Concise Thoughts: Impact of Output Length on LLM Reasoning and Cost

Sania Nayab,Giulio Rossolini,Giorgio Buttazzo,Nicolamaria Manes,Fabrizio Giacomelli
2024-07-29
Abstract:Today's large language models (LLMs) can solve challenging question-answering tasks, and prompt engineering techniques, such as chain-of-thought (CoT), have gained attention for enhancing the explanation and correctness of outputs. Nevertheless, models require significant time to generate answers augmented with lengthy reasoning details. To address this issue, this paper analyzes the impact of output lengths on LLM inference pipelines and proposes novel metrics to evaluate them in terms of \textit{correct conciseness}. It also examines the impact of controlling output length through a refined prompt engineering strategy, Constrained-CoT (CCoT), which encourages the model to limit output length. Experiments on pre-trained LLMs demonstrated the benefit of the proposed metrics and the effectiveness of CCoT across different models. For instance, constraining the reasoning of LLaMA2-70b to 100 words improves the accuracy from 36.01\% (CoT) to 41.07\% (CCoT) on the GSM8K dataset, while reducing the average output length by 28 words.
Computation and Language,Artificial Intelligence
What problem does this paper attempt to address?
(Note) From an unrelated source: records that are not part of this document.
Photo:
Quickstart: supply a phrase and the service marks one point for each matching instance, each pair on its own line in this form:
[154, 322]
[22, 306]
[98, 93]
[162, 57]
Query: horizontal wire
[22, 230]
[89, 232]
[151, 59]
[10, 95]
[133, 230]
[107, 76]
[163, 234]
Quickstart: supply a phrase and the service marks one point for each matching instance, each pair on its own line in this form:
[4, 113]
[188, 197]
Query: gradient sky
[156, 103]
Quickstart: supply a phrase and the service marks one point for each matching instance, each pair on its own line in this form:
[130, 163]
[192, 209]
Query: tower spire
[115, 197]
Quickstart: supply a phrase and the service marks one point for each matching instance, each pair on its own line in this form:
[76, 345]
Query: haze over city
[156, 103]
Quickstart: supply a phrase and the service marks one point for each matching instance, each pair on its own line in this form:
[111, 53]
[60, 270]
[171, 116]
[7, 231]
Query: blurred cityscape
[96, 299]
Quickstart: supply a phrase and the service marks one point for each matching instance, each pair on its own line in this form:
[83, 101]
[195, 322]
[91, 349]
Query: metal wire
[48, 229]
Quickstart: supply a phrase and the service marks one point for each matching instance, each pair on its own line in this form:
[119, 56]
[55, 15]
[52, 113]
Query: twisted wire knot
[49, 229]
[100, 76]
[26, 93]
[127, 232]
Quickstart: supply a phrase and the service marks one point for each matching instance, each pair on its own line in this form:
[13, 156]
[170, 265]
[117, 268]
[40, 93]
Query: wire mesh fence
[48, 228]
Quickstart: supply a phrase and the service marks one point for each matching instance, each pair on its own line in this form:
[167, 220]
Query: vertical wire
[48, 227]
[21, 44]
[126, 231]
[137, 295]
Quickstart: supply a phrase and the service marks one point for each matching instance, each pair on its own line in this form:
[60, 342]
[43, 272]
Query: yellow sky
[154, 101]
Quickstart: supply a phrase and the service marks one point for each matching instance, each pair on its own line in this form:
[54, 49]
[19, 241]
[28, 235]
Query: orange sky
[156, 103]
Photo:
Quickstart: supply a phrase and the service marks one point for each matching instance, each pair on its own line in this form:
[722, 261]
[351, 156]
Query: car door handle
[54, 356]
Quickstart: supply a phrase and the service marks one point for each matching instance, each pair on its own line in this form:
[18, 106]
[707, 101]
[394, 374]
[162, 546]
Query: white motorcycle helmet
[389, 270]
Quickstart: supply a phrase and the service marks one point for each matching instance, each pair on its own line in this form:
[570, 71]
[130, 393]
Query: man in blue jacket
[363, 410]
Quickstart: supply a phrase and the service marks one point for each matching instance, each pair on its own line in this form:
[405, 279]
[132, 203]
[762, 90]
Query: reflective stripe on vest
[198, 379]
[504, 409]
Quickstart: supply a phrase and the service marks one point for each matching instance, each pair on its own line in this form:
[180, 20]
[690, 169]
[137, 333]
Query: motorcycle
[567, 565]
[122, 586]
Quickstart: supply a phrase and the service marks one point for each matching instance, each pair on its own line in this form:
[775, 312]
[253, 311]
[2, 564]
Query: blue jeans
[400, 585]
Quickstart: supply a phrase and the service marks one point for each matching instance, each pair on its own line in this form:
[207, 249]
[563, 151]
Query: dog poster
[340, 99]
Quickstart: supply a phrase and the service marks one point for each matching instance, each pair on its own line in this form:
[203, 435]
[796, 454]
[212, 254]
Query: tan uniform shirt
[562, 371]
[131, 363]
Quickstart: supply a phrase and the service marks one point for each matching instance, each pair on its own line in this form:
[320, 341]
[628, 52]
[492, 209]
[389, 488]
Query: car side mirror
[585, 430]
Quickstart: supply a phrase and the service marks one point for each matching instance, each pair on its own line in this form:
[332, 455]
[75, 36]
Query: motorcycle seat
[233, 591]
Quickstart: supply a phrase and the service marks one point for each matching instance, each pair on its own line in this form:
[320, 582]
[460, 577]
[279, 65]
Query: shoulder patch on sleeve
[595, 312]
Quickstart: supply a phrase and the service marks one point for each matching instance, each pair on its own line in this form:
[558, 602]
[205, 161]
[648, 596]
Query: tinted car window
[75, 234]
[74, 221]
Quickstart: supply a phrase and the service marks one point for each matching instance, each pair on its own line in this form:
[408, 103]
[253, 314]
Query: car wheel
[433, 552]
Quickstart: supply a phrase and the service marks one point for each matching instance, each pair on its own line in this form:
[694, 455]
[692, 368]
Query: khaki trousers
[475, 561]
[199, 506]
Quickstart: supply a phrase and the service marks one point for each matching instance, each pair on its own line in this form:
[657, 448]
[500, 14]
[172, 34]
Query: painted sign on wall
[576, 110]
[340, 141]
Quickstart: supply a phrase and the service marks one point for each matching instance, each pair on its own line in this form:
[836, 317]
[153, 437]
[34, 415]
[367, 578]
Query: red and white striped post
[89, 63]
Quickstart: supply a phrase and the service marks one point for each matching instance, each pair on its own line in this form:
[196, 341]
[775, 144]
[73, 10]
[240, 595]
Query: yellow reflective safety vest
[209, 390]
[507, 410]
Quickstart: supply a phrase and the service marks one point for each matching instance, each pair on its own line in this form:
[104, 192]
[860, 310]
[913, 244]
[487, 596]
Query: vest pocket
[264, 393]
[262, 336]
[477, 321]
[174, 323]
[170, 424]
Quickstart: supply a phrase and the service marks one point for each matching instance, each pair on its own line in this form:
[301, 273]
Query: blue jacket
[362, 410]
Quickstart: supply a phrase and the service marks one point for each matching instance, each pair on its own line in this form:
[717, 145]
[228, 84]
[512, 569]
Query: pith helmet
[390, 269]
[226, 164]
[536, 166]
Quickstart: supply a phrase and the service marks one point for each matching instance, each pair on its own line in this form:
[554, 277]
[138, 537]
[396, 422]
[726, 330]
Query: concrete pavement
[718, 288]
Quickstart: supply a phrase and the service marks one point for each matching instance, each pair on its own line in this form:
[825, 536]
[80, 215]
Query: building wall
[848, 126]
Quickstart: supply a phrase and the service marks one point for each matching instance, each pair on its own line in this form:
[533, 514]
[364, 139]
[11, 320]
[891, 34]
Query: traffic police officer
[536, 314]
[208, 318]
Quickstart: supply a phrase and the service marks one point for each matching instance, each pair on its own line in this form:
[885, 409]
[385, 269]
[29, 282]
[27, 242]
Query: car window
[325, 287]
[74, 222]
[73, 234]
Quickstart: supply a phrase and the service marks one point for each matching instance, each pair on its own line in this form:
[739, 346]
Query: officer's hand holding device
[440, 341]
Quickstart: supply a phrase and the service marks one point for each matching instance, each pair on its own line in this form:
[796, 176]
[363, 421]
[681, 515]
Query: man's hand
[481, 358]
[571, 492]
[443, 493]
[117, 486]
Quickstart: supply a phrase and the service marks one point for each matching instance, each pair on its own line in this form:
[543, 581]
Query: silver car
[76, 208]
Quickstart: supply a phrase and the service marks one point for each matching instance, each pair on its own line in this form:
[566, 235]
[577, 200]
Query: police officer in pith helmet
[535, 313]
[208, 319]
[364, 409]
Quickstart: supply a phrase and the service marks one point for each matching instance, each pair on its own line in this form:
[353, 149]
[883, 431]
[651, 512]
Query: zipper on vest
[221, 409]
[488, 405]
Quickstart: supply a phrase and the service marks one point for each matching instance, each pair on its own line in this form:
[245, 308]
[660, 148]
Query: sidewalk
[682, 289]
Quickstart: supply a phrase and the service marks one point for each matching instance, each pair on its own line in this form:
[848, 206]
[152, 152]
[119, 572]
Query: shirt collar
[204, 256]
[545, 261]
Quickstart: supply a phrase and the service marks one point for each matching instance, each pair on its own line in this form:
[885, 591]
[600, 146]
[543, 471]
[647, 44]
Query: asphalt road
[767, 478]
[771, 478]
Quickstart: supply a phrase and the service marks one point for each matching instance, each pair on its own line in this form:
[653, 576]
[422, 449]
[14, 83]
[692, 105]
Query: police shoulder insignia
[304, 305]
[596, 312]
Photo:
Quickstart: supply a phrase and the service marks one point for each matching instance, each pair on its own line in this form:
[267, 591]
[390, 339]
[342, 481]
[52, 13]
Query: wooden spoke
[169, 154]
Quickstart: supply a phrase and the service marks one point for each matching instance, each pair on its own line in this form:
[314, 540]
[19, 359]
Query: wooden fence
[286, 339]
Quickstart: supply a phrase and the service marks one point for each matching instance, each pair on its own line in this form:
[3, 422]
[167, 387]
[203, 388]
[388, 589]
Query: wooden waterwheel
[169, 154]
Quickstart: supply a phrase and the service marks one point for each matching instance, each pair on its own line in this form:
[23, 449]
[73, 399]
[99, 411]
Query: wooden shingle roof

The problem that this paper attempts to solve is that when large language models (LLMs) generate answers, due to the use of chain - of - thought (CoT) prompting techniques, the output is too long, thus increasing the generation time. Specifically, the paper focuses on the following aspects: 1. **The relationship between output length and inference time**: The paper first shows through experiments the impact of output length on the LLM inference time. As the output length increases, the time required for the model to generate an answer increases significantly, which is an important issue in applications that require real - time interaction. 2. **Improvement of evaluation metrics**: Existing evaluation metrics mainly focus on the accuracy of model output, while ignoring the simplicity and response time of the output. Therefore, the paper proposes three new evaluation metrics, aiming to comprehensively consider the correctness and simplicity of the output: - **Hard - Constrained Concise Accuracy (HCA)**: Only calculate the proportion of correct answers with a length not exceeding the specified value \(k\). - **Soft - Constrained Concise Accuracy (SCA)**: Apply an exponential decay penalty to correct answers that exceed the maximum length \(k\). - **Consistent Concise Accuracy (CCA)**: Further consider the consistency of output length and penalize outputs with large length variations. 3. **Methods for controlling output length**: In order to reduce the output length, the paper proposes an improved prompting engineering strategy - Constrained Chain - of - Thought (CCoT). CCoT encourages the model to generate a more concise reasoning process by explicitly requiring the model to limit the output length in the prompt. Experimental results show that CCoT can significantly reduce the output length and generation time while maintaining or improving accuracy. In summary, the main goal of this paper is to solve the problem of excessive output length when large language models generate answers by introducing new evaluation metrics and an improved prompting engineering strategy, thereby improving the efficiency and practicality of the model.